Israel com a prata conquistada nos Jogos Rio 2016: direito ao sonho. Foto: Francisco Medeiros/ME

Construção de um campeão

“Um campeão se constrói. Ele olha para as dificuldades de frente, se assusta quando pode, mas faz com que aquela dificuldade vire passado. E de dificuldade em dificuldade a gente cria um castelo, se fortalece, e passa a se tornar candidato a grandes conquistas"
Israel Stroh

Na vida prática, tanto um quanto outro avaliam que o caminho para formar um atleta de destaque tem muito mais de suor e persistência do que de talento puro e obra do acaso. “É uma história, uma trajetória. Uma pessoa se constrói campeã. Eu formulei meus objetivos. Estou realizando eles. Quero mais ainda. É dia a dia, passo a passo, não é curto prazo. A pessoa pode até nascer com talento, mas a história ela vai fazer”, avalia Danielle.  
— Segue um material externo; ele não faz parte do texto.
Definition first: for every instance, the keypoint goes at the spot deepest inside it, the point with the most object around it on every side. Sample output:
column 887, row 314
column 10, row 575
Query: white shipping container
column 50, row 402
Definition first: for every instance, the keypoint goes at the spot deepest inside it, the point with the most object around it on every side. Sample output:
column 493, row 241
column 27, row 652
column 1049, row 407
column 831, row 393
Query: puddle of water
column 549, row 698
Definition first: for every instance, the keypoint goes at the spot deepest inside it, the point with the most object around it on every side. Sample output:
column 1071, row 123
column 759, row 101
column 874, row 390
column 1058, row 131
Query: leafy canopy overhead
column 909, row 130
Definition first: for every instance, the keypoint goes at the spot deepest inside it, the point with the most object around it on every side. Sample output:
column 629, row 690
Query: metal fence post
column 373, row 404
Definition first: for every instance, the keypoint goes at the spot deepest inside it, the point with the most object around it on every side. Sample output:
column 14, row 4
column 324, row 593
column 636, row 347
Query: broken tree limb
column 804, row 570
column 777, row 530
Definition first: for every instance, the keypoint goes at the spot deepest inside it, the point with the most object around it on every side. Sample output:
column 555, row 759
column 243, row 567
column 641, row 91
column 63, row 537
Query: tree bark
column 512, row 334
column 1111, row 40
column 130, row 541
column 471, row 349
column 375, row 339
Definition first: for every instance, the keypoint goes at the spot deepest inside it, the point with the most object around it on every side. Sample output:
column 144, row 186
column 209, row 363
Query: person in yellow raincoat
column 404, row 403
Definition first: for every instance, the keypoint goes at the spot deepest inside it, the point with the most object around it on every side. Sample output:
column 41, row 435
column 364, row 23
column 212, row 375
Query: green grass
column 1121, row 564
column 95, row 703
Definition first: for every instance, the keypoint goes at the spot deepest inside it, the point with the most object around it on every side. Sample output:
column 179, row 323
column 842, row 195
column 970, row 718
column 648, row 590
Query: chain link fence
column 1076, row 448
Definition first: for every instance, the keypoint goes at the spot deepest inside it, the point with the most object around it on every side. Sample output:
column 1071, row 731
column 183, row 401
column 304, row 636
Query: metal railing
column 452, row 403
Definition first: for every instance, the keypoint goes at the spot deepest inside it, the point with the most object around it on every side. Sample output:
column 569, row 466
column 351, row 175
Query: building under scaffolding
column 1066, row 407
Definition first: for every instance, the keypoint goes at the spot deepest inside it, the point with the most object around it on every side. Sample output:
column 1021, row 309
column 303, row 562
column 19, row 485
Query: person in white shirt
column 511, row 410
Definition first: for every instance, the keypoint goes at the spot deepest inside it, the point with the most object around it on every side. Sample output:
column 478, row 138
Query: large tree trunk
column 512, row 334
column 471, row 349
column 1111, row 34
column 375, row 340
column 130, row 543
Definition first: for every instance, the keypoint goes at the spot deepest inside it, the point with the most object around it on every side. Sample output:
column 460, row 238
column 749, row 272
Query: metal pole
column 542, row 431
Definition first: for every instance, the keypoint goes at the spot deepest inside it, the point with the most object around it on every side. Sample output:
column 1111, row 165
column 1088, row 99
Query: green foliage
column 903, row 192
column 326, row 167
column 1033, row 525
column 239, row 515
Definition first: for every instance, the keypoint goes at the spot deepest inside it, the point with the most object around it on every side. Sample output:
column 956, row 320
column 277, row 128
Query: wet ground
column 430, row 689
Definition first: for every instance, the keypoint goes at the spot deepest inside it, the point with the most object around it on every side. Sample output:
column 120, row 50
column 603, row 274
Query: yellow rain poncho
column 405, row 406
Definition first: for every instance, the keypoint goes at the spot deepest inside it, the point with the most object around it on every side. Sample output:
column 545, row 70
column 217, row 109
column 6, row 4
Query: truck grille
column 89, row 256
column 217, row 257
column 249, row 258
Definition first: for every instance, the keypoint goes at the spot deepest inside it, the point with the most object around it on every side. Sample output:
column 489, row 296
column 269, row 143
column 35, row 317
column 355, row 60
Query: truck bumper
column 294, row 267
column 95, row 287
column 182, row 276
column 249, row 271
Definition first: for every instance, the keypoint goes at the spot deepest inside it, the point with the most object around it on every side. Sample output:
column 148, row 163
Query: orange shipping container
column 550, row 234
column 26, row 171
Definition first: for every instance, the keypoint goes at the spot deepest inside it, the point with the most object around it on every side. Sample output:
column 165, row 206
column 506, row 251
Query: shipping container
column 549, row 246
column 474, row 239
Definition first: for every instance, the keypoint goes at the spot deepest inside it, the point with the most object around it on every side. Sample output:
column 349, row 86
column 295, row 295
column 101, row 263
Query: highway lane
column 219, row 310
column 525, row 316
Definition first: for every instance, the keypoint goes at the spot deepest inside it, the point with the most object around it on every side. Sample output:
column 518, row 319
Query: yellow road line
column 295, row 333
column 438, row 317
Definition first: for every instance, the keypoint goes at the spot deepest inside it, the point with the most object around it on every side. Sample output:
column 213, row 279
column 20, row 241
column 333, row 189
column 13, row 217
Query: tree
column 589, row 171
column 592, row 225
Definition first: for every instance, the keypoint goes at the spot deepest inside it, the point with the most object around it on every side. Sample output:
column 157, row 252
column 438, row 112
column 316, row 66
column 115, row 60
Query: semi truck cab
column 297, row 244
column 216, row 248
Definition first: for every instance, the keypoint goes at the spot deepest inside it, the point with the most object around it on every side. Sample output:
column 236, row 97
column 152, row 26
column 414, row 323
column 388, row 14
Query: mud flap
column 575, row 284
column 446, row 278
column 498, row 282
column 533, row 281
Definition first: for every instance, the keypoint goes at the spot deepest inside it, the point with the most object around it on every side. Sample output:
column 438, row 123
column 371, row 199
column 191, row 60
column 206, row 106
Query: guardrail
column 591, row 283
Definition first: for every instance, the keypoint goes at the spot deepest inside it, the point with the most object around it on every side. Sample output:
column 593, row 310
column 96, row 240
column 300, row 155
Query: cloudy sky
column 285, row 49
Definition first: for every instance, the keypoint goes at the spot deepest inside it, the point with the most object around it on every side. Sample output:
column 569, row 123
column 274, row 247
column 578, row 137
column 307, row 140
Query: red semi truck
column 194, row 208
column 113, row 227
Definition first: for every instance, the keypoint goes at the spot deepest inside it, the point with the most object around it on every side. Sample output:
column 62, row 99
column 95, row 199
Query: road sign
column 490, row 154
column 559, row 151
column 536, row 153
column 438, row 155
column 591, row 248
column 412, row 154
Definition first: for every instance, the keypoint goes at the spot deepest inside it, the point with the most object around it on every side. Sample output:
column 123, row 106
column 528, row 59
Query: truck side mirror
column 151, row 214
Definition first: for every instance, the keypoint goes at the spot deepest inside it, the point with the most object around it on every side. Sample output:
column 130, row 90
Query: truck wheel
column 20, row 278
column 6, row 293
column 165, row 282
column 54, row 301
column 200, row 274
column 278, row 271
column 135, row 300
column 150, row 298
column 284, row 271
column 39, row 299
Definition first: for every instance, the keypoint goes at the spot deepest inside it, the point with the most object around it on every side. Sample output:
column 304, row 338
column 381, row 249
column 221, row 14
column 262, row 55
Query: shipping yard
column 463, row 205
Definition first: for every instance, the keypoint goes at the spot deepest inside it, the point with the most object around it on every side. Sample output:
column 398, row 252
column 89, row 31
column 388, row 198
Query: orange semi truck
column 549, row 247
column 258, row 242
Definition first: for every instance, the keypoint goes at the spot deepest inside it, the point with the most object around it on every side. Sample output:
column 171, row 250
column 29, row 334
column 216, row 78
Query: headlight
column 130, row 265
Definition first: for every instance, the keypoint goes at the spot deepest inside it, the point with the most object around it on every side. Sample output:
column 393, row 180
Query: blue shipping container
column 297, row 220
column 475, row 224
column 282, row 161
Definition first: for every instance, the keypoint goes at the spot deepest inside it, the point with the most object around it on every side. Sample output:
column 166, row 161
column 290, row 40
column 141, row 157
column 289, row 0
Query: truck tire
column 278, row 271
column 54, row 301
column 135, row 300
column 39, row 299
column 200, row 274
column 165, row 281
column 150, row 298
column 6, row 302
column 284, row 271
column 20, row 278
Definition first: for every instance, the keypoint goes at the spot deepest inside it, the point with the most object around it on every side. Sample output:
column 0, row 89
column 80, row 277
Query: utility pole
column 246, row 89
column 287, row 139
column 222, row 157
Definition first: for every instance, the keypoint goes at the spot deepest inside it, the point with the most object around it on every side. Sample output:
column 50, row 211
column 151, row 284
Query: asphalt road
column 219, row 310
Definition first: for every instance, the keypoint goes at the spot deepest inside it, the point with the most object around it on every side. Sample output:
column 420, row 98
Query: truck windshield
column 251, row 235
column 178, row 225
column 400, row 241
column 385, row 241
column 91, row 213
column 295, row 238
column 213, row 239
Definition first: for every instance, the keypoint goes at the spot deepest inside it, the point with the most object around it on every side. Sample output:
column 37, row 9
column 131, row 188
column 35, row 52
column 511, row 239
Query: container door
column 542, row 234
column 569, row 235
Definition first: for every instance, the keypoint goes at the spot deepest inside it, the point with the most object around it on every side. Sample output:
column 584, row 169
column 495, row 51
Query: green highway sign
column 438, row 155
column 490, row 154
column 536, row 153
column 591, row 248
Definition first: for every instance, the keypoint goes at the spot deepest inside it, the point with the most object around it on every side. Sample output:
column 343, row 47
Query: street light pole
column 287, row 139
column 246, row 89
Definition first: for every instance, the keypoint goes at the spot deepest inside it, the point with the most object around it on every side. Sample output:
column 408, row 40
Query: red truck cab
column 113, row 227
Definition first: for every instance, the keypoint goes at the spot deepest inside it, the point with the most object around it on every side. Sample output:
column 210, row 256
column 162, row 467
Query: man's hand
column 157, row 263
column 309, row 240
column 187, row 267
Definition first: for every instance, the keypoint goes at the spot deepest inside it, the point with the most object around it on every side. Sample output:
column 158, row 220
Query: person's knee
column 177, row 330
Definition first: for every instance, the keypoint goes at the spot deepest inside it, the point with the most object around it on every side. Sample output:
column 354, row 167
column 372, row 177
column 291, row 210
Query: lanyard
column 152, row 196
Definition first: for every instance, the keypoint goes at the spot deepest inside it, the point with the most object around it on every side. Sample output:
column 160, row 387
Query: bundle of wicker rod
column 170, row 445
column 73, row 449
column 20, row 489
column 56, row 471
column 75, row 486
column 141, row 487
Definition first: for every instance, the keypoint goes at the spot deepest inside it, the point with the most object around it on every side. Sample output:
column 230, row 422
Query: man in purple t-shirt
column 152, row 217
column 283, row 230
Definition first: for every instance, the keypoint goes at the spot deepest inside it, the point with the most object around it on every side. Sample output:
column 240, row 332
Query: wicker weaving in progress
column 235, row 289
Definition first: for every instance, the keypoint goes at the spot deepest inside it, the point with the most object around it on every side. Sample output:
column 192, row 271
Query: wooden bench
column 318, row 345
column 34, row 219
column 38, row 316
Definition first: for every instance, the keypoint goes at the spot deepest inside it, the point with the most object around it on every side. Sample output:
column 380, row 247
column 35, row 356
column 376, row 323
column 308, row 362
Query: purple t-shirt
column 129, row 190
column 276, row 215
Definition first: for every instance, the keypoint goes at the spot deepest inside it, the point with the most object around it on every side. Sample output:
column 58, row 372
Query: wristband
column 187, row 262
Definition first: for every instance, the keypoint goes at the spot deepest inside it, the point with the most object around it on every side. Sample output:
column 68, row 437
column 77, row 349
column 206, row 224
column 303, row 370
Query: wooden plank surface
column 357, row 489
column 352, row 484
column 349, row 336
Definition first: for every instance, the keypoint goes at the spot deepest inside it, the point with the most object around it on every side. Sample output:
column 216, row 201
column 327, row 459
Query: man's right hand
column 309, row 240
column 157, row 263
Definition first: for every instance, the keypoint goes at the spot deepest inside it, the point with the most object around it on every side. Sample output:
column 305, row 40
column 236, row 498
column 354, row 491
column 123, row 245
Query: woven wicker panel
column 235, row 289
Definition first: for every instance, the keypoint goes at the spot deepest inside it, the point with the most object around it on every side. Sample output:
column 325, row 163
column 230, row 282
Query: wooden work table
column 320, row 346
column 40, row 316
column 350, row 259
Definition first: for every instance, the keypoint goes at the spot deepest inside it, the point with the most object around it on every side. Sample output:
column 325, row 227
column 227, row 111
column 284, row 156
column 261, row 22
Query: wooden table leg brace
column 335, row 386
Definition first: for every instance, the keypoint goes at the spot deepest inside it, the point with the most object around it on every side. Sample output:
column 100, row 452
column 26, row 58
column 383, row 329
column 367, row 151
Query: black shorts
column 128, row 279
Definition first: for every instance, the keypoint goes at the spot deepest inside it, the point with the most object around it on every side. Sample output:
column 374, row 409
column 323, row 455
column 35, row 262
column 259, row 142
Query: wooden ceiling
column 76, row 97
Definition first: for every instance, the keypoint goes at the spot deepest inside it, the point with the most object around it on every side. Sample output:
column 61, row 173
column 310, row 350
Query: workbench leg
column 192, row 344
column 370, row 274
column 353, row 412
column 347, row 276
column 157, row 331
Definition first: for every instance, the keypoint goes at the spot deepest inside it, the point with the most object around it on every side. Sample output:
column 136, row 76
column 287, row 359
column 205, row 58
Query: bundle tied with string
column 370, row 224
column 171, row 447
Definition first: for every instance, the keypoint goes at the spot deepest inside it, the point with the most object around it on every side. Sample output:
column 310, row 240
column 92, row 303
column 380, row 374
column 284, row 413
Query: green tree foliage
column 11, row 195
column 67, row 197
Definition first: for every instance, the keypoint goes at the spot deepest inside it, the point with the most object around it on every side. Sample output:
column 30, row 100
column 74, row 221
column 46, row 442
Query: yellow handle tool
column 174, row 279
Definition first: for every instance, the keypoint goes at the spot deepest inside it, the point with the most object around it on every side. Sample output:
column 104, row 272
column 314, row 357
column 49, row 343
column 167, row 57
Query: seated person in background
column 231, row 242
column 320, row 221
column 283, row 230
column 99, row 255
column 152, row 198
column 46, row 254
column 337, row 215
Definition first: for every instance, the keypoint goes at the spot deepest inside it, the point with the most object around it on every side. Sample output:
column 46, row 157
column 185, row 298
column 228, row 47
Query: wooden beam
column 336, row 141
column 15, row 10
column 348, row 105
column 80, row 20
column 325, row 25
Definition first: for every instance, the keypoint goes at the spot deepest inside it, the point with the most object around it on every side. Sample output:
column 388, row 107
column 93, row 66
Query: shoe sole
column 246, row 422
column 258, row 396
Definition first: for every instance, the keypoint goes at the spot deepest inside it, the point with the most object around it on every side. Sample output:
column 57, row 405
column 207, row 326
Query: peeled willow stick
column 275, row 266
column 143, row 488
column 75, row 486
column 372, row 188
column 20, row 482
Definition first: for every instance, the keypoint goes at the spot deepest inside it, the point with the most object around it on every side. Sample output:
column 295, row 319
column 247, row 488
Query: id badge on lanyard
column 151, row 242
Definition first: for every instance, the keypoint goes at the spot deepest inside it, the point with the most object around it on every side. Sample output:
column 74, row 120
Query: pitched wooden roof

“Um campeão se constrói. Ele olha para as dificuldades de frente, se assusta quando pode, mas faz com que aquela dificuldade vire passado. E de dificuldade em dificuldade a gente cria um castelo, se fortalece, e passa a se tornar candidato a grandes conquistas. O campeão tem de ter essa disposição de abrir mão de confortos que todos têm. A força é interior e o trabalho é construído”, completa Israel.

Fim da “vira-latice”

Se o caminho é, por definição, de persistência e repetição, as ferramentas à disposição precisam ser, segundo os atletas, as mais adequadas. “Esse Centro de Treinamento acabou com o nosso ‘Complexo de Vira-latas’. Antes a gente treinava pensando: ‘Poxa, os britânicos têm um CT climatizado e a gente aqui, a 40ºC, mas vamos em frente porque a gente é brasileiro e não desiste. Hoje, acabou isso. A gente olha para eles em condições esportivas de igualdade”, afirma Israel, sobre a instalação que abriga 15 modalidades paralímpicas, viabilizada em parceria pelo Ministério do Esporte e o Governo de São Paulo. 

Construído seguindo parâmetros de acessibilidade, com rampas de acesso e elevadores, a estrutura inaugurada em maio de 2016 conta com 86 alojamentos, capazes de receber entre 280 e 300 pessoas, e áreas para treinamento de atletismo, basquete em cadeira de rodas, bocha, natação, esgrima em cadeira de rodas, futebol de 5, futebol de 7, goalball, halterofilismo, judô, rúgbi em cadeira de rodas, tênis de mesa, tênis em cadeira de rodas, triatlo e vôlei sentado.

“Assim que passei a treinar com essa estrutura que a gente tem hoje, tive o melhor ano disparado de minha carreira. Consegui resultados expressivos que não colocaria nos meus objetivos tão cedo. Ter esse apoio, todos esses profissionais aqui com a gente, é super importante”, encerra Danielle.